Чуть ли не впервые в жизни мысли о близняшке не повергают меня в состояние жесточайшей депрессии, смешанной с агрессией. Потому что думаю я о ней лишь краешком сознания: остальное поглощено дневником, который я продолжаю лихорадочно просматривать, заглядывая то на первые страницы, то на последние, дурея от тех открытий, которые делаю на каждом шагу. В руках у меня – бесценнейший исторический документ. С мая 1814 года он пролежал в потайном ящике бюро, сделанного Луи Полем Верноном для кабинета бывшей императрицы Жозефины. У кого только не побывало бюро за эти годы, десятилетия – столетия! – пока не застряло в мансарде у Мориса в ожидании того часа, когда украсит собой его отремонтированную квартиру! Чьи только руки не брались за витую ручку верхнего ящика! Но никому и в голову не могло прийти, что там, в потайном отделении… Открыть этот секрет можно было только случайно. Или… или если кто-то знал о существовании тайника, знал, что там может быть спрятано нечто…

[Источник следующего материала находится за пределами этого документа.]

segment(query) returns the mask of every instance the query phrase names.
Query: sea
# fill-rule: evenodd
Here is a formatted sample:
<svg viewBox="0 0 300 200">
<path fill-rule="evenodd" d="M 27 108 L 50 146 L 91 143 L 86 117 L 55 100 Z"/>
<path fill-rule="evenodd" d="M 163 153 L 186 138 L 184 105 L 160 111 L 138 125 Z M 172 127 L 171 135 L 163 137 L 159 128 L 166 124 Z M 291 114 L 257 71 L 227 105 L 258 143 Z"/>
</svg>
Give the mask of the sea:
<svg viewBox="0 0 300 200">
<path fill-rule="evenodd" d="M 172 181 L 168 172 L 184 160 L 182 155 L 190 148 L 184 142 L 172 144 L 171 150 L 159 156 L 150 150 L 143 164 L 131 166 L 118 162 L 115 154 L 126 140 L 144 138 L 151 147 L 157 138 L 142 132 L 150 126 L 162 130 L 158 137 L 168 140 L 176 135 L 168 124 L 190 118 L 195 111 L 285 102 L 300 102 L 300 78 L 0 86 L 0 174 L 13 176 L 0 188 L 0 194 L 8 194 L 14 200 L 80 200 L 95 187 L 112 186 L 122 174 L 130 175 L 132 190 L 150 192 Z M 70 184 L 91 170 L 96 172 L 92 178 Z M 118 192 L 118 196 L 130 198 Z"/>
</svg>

Я не успеваю додумать, потому что некогда! Смертельно некогда! На часах уже без пяти одиннадцать. Сунув дневник в сумку – надо показать драгоценную находку Бертрану! – вылетаю из дверей, вызываю лифт, и вот я уже внизу. Выскакиваю из подъезда – и чуть не сталкиваюсь с… Морисом. Елы-палы, как говорит один мой знакомый! Бон Дье… К счастью, этот самый Дье ко мне сегодня и впрямь добр. Мой бо фрэр даже не замечает переодетую бель сер. Он стоит около неубранной мусорки и с философским видом запихивает под крышку большущий прозрачный пакет, полный каких-то бумажных комков. Я-то знаю, что это за комки! Это Лизкины памперсы, которых за ночь искакивается и исписивается изрядное количество!

Меня вдруг скручивает в припадке истерического хохота. Вспоминаю вчерашнюю ночь и зеленый контейнер, в котором лежал черный пластиковый мешок, а в нем… А теперь в этот же самый контейнер Морис выбрасывает дочкины памперсы. Все рядом, все рядом в этом мире, смех и слезы! Как это написала в своем дневнике неведомая мне Жизель? «Господи, почему во всякой трагедии непременно присутствует фарс?!»

Бегу дальше, сворачиваю на углу Друо – и обмираю. На миг кажется, что вечерний кошмар вернулся. Навстречу мне движется лязгающий зеленый мастодонт, окруженный фигурами в зеленых комбинезонах. Имя им легион! Они с профессиональной небрежностью опустошают переполненные контейнеры и подбирают с тротуаров газеты, пакеты и апельсинные корки.

Я перестаю трястись. Ничего страшного. Жизнь продолжается, а забастовка парижских мусорщиков наконец-то закончилась!

Александр Бергер, 10 октября

200… года, Нижний Новгород

– Александр Васильевич? Добрый день!

– Добрый. А кто?..

– Это ваш тезка беспокоит. Бергер. Помните такого?

– А то! Конечно! Как дела? Нашли какие-нибудь концы?

– Кое-что есть, определенные следы…

– Александр Васильевич, голубчик, так это же здорово! Только докладывать вам бы лучше не мне, а Малютину. Он вам свой домашний телефончик давал? В любое время, ночь-полночь…

– Пока рано еще докладывать, надо кое-какие варианты отработать. Я вам по другому вопросу звоню. По личному, так сказать. Просьба имеется.

– Просьба? Какая просьба?

– Вы уж извините, что затрудняю… Но у меня друг бульдога завел. Щенка. А что с ним делать – не знает! Боится, что вырастет у него плюшевая игрушка, а хотел бы иметь нормально воспитанного пса. А я возьми и расскажи ему про вашего Финта, какой он молодец: и не злобный, как зверь, и поноски носит, и послушный. Чудесный, словом, пес! Сболтнул на свою голову. Мой друг и говорит: покажи ты мне этого Финта, сведи с его хозяином, я хоть с живым человеком поговорю, кто собаку знает, а то пошел в клуб собаководства, так там суют брошюрки в зубы, а чтоб слово сказать, совет дать – таких нет.